Et ils ne se gêneront pas d’intervenir. Voici ce que disait le général de l’U.S. Marine Corps, Smedley Butler, dans son autobiographie intitulée La guerre est un racket, en 1935: 


«J’ai passé trente-trois ans et quatre mois de ma vie en service actif en tant que membre de la force armée la plus performante de notre pays – l’U.S. Marine Corps. Je suis passé par tous les grades d’officier, depuis celui de sous-lieutenant à celui de général de division. Et, au cours de cette période, j’ai passé le plus clair de mon temps comme homme de main de haut niveau au service du grand capital, de Wall Street et des banquiers. Bref, j’ai été un racketteur à la solde du capitalisme.


« Ainsi ai-je aidé à faire du Mexique, et notamment de Tampico, un lieu sûr pour les intérêts pétroliers américains en 1914. J’ai contribué à faire de Haïti et de Cuba des lieux décents pour que les hommes de la National City Bank viennent y faire des affaires. En 1909-1912, j’ai participé à l’épuration du Nicaragua au profit de l’International Banking House des frères Brown. Puis, en 1916, j’ai apporté la lumière à la République dominicaine pour servir les intérêts des sucriers américains. En 1913, j’ai contribué à mettre le Honduras «sur le bon chemin» dans l’intérêt des compagnies fruitières américaines. En 1927, en Chine, j’ai veillé à ce que Standard Oil puisse poursuivre ses activités en toute tranquillité.


«Durant toutes ces années, j’ai pratiqué un racket épatant, comme diraient les habitués du «café du coin». J’en ai été récompensé par des honneurs, des décorations, des promotions. Quand je me retourne sur mon passé, j’ai le sentiment que j’aurais pu rendre des points à Al Capone. Alors qu’il ne pouvait au mieux pratiquer son racket que dans trois quartiers, nous autres, les «marines», agissions sur trois continents.»


Interventionnisme 


La Maison-Blanche est intervenue au Salvador au début des années 1930 et a encouragé l’assassinat du dirigeant révolutionnaire Farabundo Marti et quelque 30 000 paysans qui réclamaient une réforme agraire. Elle a participé à l’assassinat du leader révolutionnaire nicaraguayen Augusto Sandino, en 1934, et a installé au pouvoir la dynastie des Somoza qui dirigera le pays jusqu’en 1979. Elle a renversé, en 1954, le président guatémaltèque Jacobo Arbentz qui avait eu le malheur de nationaliser les plantations de bananes de la United Fruit Company. Elle menace d’intervenir au Mexique dont le président, Lázaro Cárdenas, vient de nationaliser les compagnies pétrolières étatsuniennes et a redistribué la terre à ceux qui la travaillent. Elle intervient à Cuba en 1933 pour installer une dictature militaire qui matera le mouvement de protestation des travailleurs de la canne à sucre, puis en 1953, elle installera au pouvoir le dictateur Fulgencio Batista.

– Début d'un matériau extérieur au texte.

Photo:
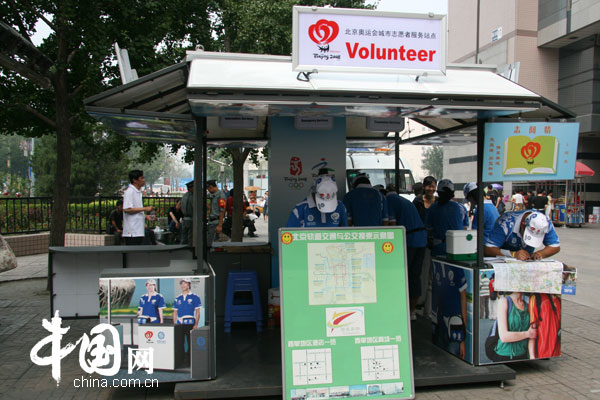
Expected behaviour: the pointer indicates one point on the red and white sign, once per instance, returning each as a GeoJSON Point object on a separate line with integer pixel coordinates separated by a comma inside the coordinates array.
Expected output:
{"type": "Point", "coordinates": [330, 39]}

Alors, quand Fidel Castro entre triomphalement à La Havane, en janvier 1959, la Maison-Blanche est aux aguets. C’est la première fois qu’elle ne contrôle pas la situation. Et elle ne chômera pas. Un peu plus d’un an après le triomphe de la Révolution, le bateau français La Coubre, qui transportait des armes belges pour le jeune gouvernement cubain, explose dans le port de La Havane, tuant une centaine de personnes et en blessant tout autant. Plusieurs actes de sabotage ont lieu, dont la destruction de secteurs vitaux de l’économie, comme les plantations de canne à sucre. En avril 1961, des mercenaires tentent une invasion à Playa Giron, avec l’appui de la CIA. Puis en février 1962, les États-Unis imposent un blocus financier et commercial contre l’île et ce blocus criminel, qui s’est durci au fil des ans, dure depuis tout ce temps, même si la quasi-totalité des pays réclame son abolition.


Depuis 63 ans, cette guerre larvée n’a jamais cessé. Peut-on blâmer le gouvernement cubain, qui n’a jamais connu un seul jour de paix, de se défendre?